« Le ministère de la Défense et des Anciens Combattants a appris avec stupéfaction la publication du livre intitulé « Mali : Le défi du terrorisme en Afrique ». L’auteur dudit livre se trouve être le Colonel Alpha Yaya Sangaré, officier des Forces Armées maliennes. La dédicace du livre a eu lieu le samedi 24 février 2024. Certains paragraphes de ce livre portent de prétendues incriminations graves de violation des droits de l’homme par les FAMa avec la complicité de la hiérarchie militaire et des sabordages à l’égard de l’Etat du Mali. ».
Dans un communiqué daté du vendredi 1er mars 2024 signé du ministre de la défense et des anciens combattants par intérim, le Général de brigade Daoud Aly Mohammedine, les autorités maliennes de transition ont pris la mouche relativement à la sortie d’un ouvrage écrit par un officier de l’armée malienne qui a mis à nu la face cachée de la lutte contre le terrorisme menée par l’armée malienne aidée par les mercenaires de la société de sécurité privée russe Wagner .
« Le ministre de la Défense et des Anciens Combattants dénonce et se désolidarise des fausses accusations à l’encontre des FAMa et constate avec regret que la procédure et le processus de validation de publication de l’ouvrage n’ont pas été respectés contrairement aux précédentes publications », ajoute le communiqué. Avant de brandir la menace et la sanction contre le Colonel Alpha Yaya Sangaré, auteur du livre : « Au regard de ce qui précède, le ministre de la Défense et des Anciens Combattants rassure que l’officier en question sera soumis à la réglementation en vigueur ».
La « réglementation » dont parle le ministre de la défense et des anciens combattants est l’emprisonnement. Plus précisément, une détention de rigueur qui pourrait aller de plusieurs jours à plusieurs semaines voire des années.
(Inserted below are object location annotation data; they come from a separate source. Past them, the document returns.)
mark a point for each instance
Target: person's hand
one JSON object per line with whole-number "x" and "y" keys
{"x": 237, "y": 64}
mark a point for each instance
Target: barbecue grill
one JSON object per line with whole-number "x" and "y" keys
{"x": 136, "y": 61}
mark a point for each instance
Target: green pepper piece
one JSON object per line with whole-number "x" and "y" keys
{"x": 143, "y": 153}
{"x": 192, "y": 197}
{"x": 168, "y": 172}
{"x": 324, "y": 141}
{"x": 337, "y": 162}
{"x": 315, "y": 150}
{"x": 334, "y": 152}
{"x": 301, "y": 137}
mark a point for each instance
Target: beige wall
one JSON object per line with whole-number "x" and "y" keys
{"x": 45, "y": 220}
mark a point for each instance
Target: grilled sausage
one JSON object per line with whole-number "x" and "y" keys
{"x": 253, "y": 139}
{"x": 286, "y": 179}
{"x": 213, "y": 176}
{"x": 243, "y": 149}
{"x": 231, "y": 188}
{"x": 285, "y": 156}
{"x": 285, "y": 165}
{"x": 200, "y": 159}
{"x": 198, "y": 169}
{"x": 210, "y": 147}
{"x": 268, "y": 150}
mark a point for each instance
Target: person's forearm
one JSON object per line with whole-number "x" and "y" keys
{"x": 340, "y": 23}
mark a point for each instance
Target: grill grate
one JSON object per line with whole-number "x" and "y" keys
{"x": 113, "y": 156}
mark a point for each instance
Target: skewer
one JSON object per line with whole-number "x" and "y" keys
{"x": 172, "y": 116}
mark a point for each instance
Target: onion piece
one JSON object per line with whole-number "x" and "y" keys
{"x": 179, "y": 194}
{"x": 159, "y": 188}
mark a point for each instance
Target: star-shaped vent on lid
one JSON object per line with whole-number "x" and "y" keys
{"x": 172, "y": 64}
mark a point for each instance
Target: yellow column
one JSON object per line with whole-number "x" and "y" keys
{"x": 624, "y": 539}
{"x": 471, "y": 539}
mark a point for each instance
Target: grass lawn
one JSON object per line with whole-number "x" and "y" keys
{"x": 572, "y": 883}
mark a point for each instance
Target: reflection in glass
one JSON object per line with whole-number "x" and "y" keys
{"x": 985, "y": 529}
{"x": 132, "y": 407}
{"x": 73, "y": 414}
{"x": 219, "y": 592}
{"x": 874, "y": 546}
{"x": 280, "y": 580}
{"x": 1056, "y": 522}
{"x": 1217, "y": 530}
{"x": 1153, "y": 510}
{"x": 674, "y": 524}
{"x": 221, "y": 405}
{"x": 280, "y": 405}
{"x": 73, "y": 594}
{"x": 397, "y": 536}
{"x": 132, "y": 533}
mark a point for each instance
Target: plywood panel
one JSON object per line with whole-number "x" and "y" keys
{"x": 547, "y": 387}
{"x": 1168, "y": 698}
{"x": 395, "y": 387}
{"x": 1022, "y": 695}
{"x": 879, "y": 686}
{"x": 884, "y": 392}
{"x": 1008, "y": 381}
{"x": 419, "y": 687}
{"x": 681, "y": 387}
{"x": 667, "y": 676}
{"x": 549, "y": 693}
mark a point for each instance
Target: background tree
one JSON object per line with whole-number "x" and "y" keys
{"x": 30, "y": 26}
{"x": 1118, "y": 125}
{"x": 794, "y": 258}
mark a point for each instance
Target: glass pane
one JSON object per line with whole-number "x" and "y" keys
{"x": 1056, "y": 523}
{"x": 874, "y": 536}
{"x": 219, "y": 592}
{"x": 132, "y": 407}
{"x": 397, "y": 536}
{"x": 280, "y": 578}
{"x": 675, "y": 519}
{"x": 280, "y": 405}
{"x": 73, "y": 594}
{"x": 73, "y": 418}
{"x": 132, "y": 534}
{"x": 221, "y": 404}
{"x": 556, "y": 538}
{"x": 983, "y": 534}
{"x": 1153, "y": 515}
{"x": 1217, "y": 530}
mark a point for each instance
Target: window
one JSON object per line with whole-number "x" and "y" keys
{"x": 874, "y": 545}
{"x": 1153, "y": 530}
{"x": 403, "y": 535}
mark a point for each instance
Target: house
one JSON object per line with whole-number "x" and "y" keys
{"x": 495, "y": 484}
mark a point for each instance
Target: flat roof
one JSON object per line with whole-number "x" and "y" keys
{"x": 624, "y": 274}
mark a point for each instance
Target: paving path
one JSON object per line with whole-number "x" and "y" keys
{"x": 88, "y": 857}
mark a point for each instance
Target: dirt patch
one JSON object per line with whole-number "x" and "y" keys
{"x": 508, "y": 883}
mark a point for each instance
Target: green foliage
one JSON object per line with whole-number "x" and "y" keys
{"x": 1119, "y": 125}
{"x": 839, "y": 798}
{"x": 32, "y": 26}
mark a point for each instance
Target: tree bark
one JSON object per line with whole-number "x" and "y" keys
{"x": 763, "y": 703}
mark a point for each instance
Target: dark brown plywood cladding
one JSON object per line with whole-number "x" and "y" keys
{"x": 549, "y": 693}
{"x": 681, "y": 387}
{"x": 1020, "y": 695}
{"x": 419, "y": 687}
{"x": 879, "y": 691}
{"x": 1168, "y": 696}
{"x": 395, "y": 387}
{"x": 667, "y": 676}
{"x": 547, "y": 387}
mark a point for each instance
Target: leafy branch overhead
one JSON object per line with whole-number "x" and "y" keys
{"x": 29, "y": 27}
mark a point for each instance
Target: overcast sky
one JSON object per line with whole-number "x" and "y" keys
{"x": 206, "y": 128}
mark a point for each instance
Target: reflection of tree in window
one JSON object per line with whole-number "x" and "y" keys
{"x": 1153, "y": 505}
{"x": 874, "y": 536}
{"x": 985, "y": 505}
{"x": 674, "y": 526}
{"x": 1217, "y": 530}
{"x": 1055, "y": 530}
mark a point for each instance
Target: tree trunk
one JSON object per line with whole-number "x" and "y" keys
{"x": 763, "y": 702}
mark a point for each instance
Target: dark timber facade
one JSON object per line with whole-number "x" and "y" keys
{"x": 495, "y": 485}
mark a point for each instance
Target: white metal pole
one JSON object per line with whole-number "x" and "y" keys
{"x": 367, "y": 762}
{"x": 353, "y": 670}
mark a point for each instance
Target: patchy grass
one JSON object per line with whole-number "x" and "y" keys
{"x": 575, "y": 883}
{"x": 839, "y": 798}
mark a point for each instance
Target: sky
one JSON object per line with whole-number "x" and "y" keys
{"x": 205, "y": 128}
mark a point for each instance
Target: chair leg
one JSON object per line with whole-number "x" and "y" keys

Le Colonel qui a osé dire haut ce que se sait et se tait ou se dit bas ; à savoir, les violations des droits de l’homme sur les populations civiles auxquelles se livrent les militaires maliens et les mercenaires de Wagner sous le prétexte de lutter contre le terrorisme ; n’ignore pas qu’il sera sanctionné.
Dans le livre-vérité de 400 pages, le Colonel Apha Yaya Sangaré aborde notamment la question des droits de l’homme au sein de l’armée malienne. « Depuis 2016, les FDS se sont livrées à des exactions à l’encontre de personnes accusées de faire partie des groupes terroristes », écrit-il. Il cite également des rapports d’organisation internationale de défense des droits de l’homme qui dénoncent des abus attribués à l’armée malienne sur le terrain, en mission anti-terroriste. Comme il fallait s’y attendre, le régime militaire de transition au Mali n’a pas apprécié tous ces écrits.
Une situation qui démontre comment la liberté d’expression est devenue un luxe au Mali aussi bien pour les acteurs politiques et religieux, la société civile et les médias mais également pour les militaires. Aux derniers, il est visiblement rappelé de demeurer la « grande muette ». En clair, d’observer « la sagesse des 3 signes ». A savoir, ne rien voir, ne rien entendre et ne rien dire. Une « sagesse des 3 singes » qui pourrait encourager indéfiniment les graves violations des droits de l’homme.
Didier Depry
Légende photo : Le Colonel Assimi Goita, président du régime de transition au Mali.